Fears of foreign ownership of New Zealand assets are frequently overstated and foreign direct investment is an important source of funding for growth for a nation that doesn't save enough to meet those needs internally, says Finance Minister Bill English.
"As a small country, we naturally rely on FDI to help us achieve economies of scale, and for access to ideas and consumer markets," English said in a speech to a conference on contemporary China in Wellington. "We do not have the large stock of capital which older and wealthier countries have."
Investment from overseas has played a central role in the development of New Zealand dating back to the 1800s, including sealing, flax and timber and later, frozen meat, wine, banking and finance, English said.
The gap between New Zealanders' savings and the nation's investment needs amounted to about $9 billion a year between 2002 and 2011, he said. While the outflow of profits from foreign-owned firms contributed to New Zealand's current account deficit, "it's also important to consider the bigger picture," English said.

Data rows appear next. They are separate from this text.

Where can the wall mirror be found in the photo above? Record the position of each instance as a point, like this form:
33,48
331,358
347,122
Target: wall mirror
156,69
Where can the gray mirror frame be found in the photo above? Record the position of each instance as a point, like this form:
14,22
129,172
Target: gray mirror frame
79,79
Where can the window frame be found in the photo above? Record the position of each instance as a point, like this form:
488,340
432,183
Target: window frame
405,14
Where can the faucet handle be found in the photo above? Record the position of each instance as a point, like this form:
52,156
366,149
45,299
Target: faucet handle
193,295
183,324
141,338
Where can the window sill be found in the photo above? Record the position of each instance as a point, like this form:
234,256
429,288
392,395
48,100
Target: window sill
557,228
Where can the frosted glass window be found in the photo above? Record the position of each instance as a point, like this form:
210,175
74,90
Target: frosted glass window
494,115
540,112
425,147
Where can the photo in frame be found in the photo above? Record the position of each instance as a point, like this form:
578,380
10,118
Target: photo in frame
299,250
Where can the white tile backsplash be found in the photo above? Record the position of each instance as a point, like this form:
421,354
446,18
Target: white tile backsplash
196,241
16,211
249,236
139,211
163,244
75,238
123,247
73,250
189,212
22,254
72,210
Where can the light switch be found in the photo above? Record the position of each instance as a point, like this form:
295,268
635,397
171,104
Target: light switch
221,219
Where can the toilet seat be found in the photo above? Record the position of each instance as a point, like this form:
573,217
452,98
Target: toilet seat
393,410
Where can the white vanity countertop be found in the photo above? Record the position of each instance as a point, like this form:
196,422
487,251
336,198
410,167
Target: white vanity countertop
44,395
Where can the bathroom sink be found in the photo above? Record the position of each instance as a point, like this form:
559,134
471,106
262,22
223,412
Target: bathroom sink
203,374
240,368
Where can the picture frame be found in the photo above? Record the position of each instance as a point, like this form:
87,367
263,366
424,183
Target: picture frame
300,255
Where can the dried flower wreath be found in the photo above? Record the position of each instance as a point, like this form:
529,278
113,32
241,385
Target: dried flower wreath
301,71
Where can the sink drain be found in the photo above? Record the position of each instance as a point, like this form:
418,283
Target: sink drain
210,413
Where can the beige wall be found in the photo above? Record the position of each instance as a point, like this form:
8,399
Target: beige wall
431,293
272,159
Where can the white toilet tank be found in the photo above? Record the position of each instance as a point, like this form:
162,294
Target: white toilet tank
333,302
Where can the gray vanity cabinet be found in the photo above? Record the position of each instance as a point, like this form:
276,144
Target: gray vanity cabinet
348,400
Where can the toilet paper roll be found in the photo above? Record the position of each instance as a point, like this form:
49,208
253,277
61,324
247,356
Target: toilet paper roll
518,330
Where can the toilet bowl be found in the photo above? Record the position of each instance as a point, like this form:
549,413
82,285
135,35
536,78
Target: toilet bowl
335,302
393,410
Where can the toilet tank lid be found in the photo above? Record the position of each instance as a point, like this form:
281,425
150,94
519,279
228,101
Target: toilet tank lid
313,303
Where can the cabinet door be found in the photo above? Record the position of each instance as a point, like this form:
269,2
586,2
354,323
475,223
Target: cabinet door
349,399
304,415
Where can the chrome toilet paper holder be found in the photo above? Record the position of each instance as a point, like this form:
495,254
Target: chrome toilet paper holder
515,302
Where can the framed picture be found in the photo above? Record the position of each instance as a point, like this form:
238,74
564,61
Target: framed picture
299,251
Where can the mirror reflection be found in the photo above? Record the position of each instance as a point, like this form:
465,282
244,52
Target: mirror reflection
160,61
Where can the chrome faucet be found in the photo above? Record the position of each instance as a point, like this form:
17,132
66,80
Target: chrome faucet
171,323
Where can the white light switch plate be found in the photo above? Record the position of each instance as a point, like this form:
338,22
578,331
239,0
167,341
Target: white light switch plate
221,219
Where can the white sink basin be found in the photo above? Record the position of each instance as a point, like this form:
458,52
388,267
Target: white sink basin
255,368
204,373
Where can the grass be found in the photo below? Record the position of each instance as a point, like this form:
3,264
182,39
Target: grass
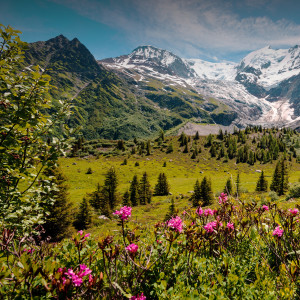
182,173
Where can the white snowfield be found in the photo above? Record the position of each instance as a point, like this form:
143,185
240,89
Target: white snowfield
265,67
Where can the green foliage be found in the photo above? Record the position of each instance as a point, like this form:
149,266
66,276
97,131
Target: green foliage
59,217
27,145
262,183
162,187
84,217
144,190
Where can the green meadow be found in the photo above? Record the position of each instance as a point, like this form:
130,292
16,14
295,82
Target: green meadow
182,173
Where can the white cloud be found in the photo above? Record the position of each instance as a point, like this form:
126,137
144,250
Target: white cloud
191,27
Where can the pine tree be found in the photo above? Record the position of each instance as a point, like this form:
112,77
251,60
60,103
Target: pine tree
110,187
58,222
126,199
207,196
262,183
228,187
84,216
238,184
162,187
171,212
145,193
134,191
197,196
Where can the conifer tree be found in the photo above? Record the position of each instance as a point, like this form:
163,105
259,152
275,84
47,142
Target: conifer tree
197,196
145,193
171,212
126,199
58,222
262,183
134,191
110,187
207,196
84,216
162,187
238,184
228,187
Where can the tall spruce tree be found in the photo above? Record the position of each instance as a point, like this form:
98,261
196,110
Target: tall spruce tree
145,193
59,220
162,187
110,187
197,196
134,191
262,183
228,187
207,196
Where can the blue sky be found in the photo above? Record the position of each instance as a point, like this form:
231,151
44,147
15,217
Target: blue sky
214,30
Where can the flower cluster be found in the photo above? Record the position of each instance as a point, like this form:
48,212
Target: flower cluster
230,226
138,297
132,248
278,232
77,278
176,224
209,227
294,211
124,213
223,198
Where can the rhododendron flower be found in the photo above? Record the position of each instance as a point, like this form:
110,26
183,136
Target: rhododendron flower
124,213
138,297
278,231
175,224
294,211
199,211
132,248
230,226
208,212
223,198
209,227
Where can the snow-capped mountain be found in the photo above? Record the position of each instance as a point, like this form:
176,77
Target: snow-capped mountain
263,88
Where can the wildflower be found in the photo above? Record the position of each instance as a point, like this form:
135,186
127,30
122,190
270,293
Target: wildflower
278,231
223,198
294,211
124,213
132,248
138,297
209,227
199,211
175,224
208,212
230,226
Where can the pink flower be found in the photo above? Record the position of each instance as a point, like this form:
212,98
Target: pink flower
132,248
278,231
124,213
199,211
230,226
223,198
138,297
175,224
208,212
294,211
209,227
90,278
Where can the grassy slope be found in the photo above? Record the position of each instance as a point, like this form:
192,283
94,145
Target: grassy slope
181,171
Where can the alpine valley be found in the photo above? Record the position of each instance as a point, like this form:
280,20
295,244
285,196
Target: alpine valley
150,89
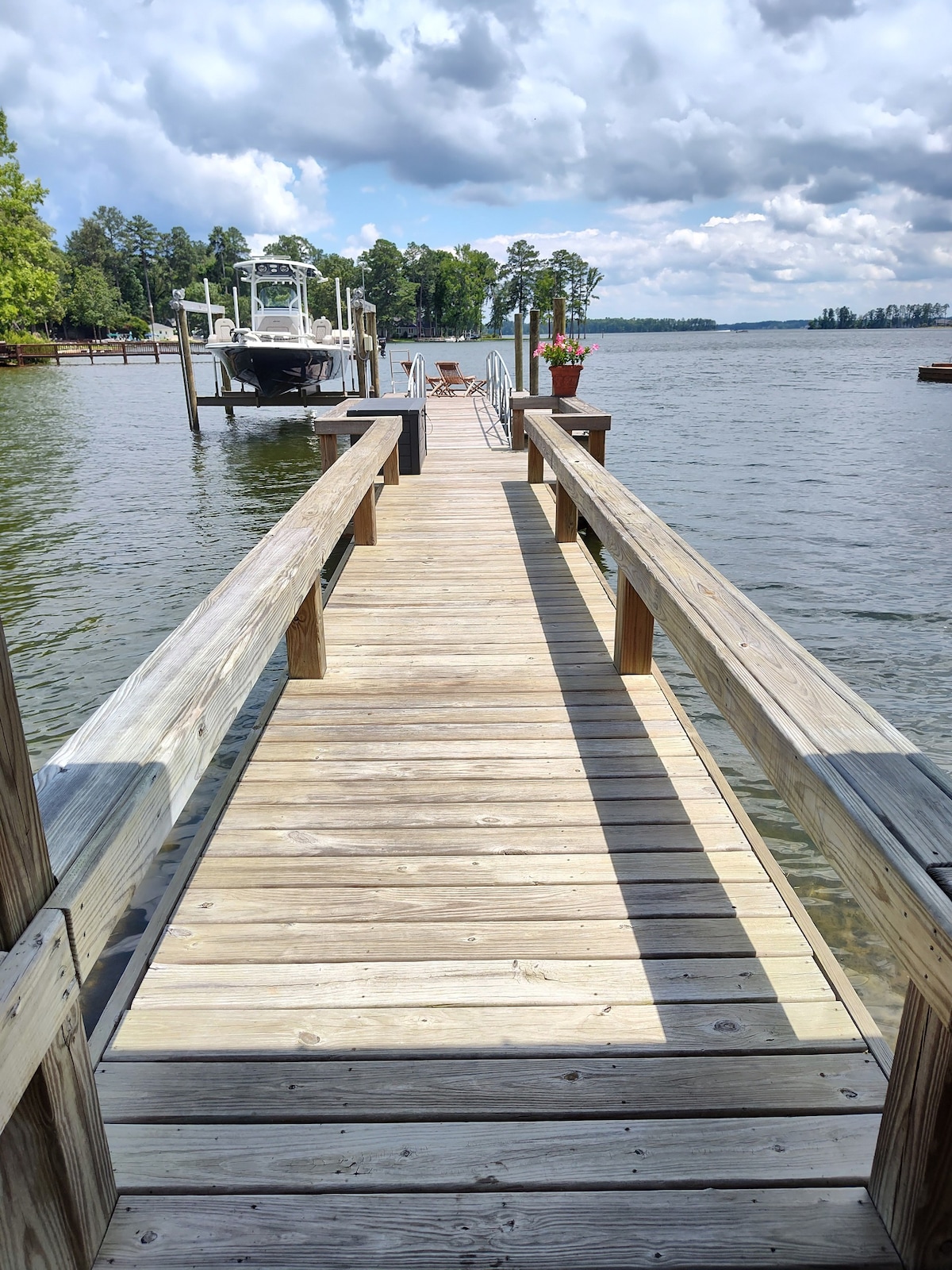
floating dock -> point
(482, 963)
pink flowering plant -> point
(565, 352)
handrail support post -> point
(912, 1172)
(634, 630)
(366, 521)
(306, 645)
(329, 450)
(55, 1168)
(517, 438)
(566, 516)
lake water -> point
(809, 467)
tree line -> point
(117, 273)
(598, 325)
(892, 315)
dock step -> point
(704, 1230)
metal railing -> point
(499, 387)
(416, 379)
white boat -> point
(285, 348)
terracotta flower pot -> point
(565, 380)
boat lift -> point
(363, 324)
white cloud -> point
(818, 133)
(791, 252)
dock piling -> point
(533, 346)
(559, 315)
(187, 370)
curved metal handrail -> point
(499, 387)
(416, 379)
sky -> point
(734, 159)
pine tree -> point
(29, 277)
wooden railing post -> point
(56, 1181)
(308, 649)
(533, 346)
(634, 630)
(329, 450)
(912, 1172)
(517, 429)
(366, 521)
(566, 516)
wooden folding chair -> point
(452, 379)
(435, 383)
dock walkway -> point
(482, 965)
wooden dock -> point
(479, 937)
(482, 964)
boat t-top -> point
(285, 347)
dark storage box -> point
(412, 446)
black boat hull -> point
(274, 370)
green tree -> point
(543, 291)
(226, 247)
(520, 270)
(428, 272)
(386, 285)
(93, 302)
(470, 277)
(29, 276)
(321, 296)
(141, 241)
(294, 247)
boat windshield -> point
(277, 298)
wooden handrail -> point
(113, 791)
(871, 800)
(873, 803)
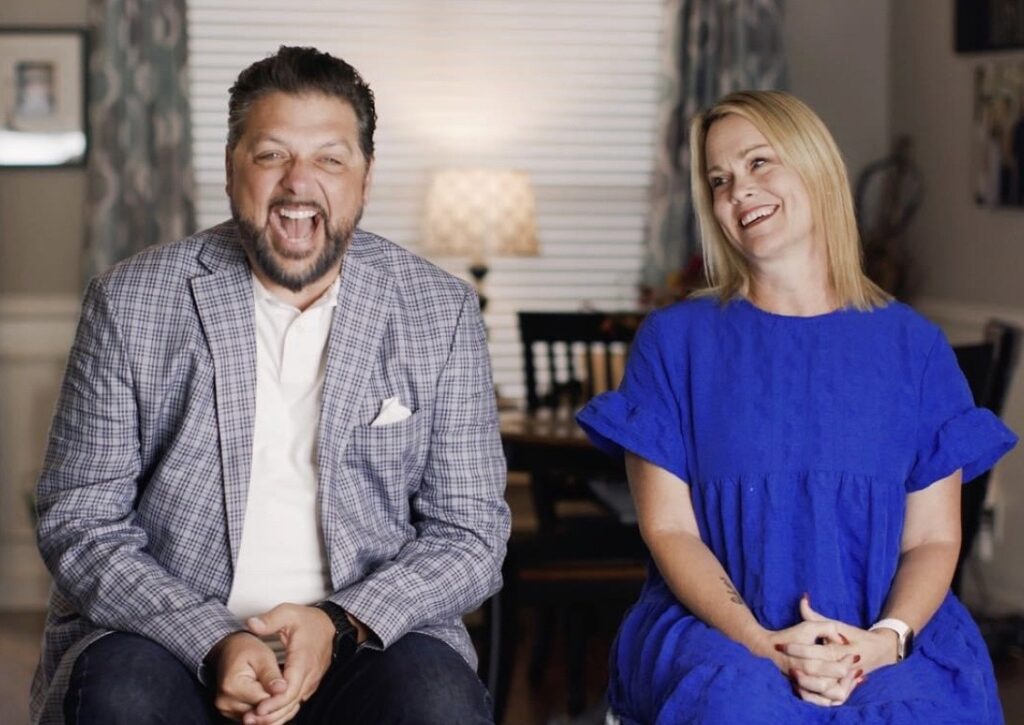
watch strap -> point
(342, 627)
(904, 634)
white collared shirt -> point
(282, 557)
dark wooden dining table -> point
(534, 439)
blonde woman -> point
(795, 442)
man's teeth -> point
(297, 213)
(753, 216)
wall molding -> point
(37, 327)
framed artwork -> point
(42, 97)
(989, 25)
(997, 134)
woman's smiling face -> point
(762, 205)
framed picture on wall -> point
(42, 97)
(989, 25)
(997, 134)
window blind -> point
(565, 90)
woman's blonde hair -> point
(804, 144)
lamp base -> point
(478, 270)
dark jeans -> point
(130, 680)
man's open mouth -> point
(297, 222)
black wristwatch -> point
(342, 627)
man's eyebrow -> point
(337, 142)
(326, 144)
(741, 154)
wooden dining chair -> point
(587, 552)
(988, 367)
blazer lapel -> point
(365, 301)
(224, 300)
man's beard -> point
(261, 252)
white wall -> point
(963, 252)
(839, 61)
(41, 209)
(970, 260)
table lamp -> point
(480, 213)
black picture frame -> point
(43, 96)
(988, 25)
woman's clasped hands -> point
(825, 658)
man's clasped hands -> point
(251, 686)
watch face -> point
(906, 645)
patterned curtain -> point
(139, 169)
(712, 47)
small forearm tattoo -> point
(733, 594)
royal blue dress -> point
(800, 438)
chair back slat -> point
(571, 345)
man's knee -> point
(436, 685)
(124, 678)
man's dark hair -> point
(297, 71)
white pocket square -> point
(391, 412)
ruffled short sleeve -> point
(952, 432)
(644, 415)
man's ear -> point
(368, 182)
(227, 170)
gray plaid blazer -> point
(142, 495)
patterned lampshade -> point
(479, 213)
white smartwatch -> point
(904, 635)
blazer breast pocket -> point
(392, 455)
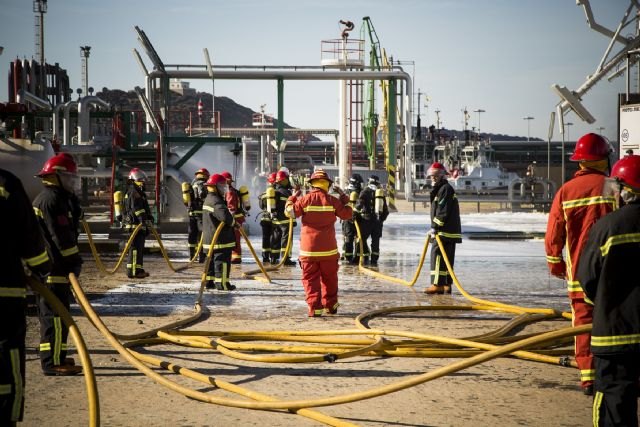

The purchase of the Crafar farms by Shanghai Pengxin Group met with some opposition and sparked widespread debate about New Zealand's foreign investment rules. But China ranked only 11th among nations that invest here, with a total of $1.8 billion. Foreign direct investment was less than half that amount.
By contrast, FDI from Australia was $52 billion and from the US amounted to $11 billion. New Zealand's investments in China are also relatively small, amounting to $789 million in 2011, making it the 13th-biggest destination for kiwi funds. New Zealand sits at about the OECD average as a recipient of foreign investment though the nation's overseas investments are below the average of the OECD.
China is New Zealand's second-largest export market after Australia.